Há dez anos, num artigo na revista Visão, José Gil comentava a “indiferença férrea” do Governo Passos Coelho – Paulo Portas perante as inúmeras manifestações e greves que contestavam a sua política, “Como se tivessem chegado a uma barreira intransponível ou ao fim do que há para pensar.” (Visão, 13/2/2014). Intitulado “O pacto de silêncio”, neste artigo o filósofo chega à seguinte conclusão: “Fica a impressão, para o leitor ou espetador, de que as ideias deixaram de ter o mínimo efeito prático, mesmo quando dizem a verdade”. De igual forma, na reedição portuguesa do seu livro O Descontentamento da Democracia (Lisboa, Presença, 2023), de 1996, o filósofo norte-americano Michael Sandel questiona se o problema mais urgente da democracia não está precisamente na incapacidade de nos ouvirmos uns aos outros, isto é, de tomarmos em consideração os problemas que afligem os nossos concidadãos. Fazer com que todos sintam que a sua opinião conta, contribuirá para a revitalização da vida coletiva, “esvaziada de energia cívica e moral por décadas de globalização neoliberal, o que alimentou ressentimentos e os populistas que deles bebem.”, como é referido (Público/Ípsilon, 5/1/2024). O agravamento da desigualdade social e a desvalorização da “dignidade do trabalho”, qualquer que ele seja, são o corolário lógico desta deriva de desempoderamento de largas camadas da população. As pessoas sentem-se excluídas da sociedade, descartadas. Sobrevém o rancor e a raiva da impotência, terreno fértil para os demagogos e populistas em todo o lado.

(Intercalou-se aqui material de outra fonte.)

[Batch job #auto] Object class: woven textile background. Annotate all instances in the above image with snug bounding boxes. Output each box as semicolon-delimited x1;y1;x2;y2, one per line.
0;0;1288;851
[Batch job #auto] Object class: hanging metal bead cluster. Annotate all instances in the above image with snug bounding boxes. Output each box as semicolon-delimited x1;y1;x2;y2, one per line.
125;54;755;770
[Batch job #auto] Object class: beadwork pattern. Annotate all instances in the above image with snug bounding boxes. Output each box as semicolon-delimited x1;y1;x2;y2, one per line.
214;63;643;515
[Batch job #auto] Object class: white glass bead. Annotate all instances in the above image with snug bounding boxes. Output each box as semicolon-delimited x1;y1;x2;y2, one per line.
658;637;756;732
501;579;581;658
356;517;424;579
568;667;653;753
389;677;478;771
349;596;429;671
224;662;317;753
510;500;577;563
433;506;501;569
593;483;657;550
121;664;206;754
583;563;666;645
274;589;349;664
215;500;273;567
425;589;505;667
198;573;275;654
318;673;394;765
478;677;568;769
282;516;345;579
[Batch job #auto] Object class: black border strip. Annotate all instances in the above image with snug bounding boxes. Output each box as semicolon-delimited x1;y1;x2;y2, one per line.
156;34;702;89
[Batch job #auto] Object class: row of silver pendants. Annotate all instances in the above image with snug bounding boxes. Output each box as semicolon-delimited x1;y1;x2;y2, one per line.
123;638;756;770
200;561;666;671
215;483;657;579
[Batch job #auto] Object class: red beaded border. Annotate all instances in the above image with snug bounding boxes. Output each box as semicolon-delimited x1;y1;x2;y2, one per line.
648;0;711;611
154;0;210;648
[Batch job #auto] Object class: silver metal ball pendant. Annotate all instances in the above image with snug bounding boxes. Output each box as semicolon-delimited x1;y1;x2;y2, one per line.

Quando Carlos Gaspar, no podcast Diplomatas, chegou à conclusão de que “Há 20 anos, 80% dos governos na Europa Ocidental eram dirigidos por sociais-democratas ou democratas cristãos; hoje são 20%.” (Público 3/2/2024), este cientista político não teve a noção de que é justamente na génese dessa realidade que está a raiz do problema. A extrema-direita nasceu e desenvolveu-se em consequência do fracasso social de décadas de governos ao serviço das “troikas” deste mundo. Satisfazendo sempre os grandes interesses financeiros e os poderes instalados, as políticas desenvolvidas quer por socialistas ou sociais-democratas, quer por democratas cristãos ou liberais, pouca ou nenhuma consideração tiveram pela vida do comum dos mortais. Faz, assim, todo o sentido o dilema colocado pela jornalista Bárbara Reis: “Como travar os vendedores ambulantes que propagam teorias da conspiração, alimentam o ódio e o medo e prometem soluções simples para problemas difíceis? Lá está: é um problema difícil.” (Público 3/2/2024).
É por isso que, como alerta Rui Tavares, “Quase 50 anos após o 25 de Abril de 1974, aproximam-se os tempos mais difíceis para o regime que esse dia nos legou. Teremos de os passar não a comemorar o regime – mas a salvá-lo” (Expresso, 11/11/2023).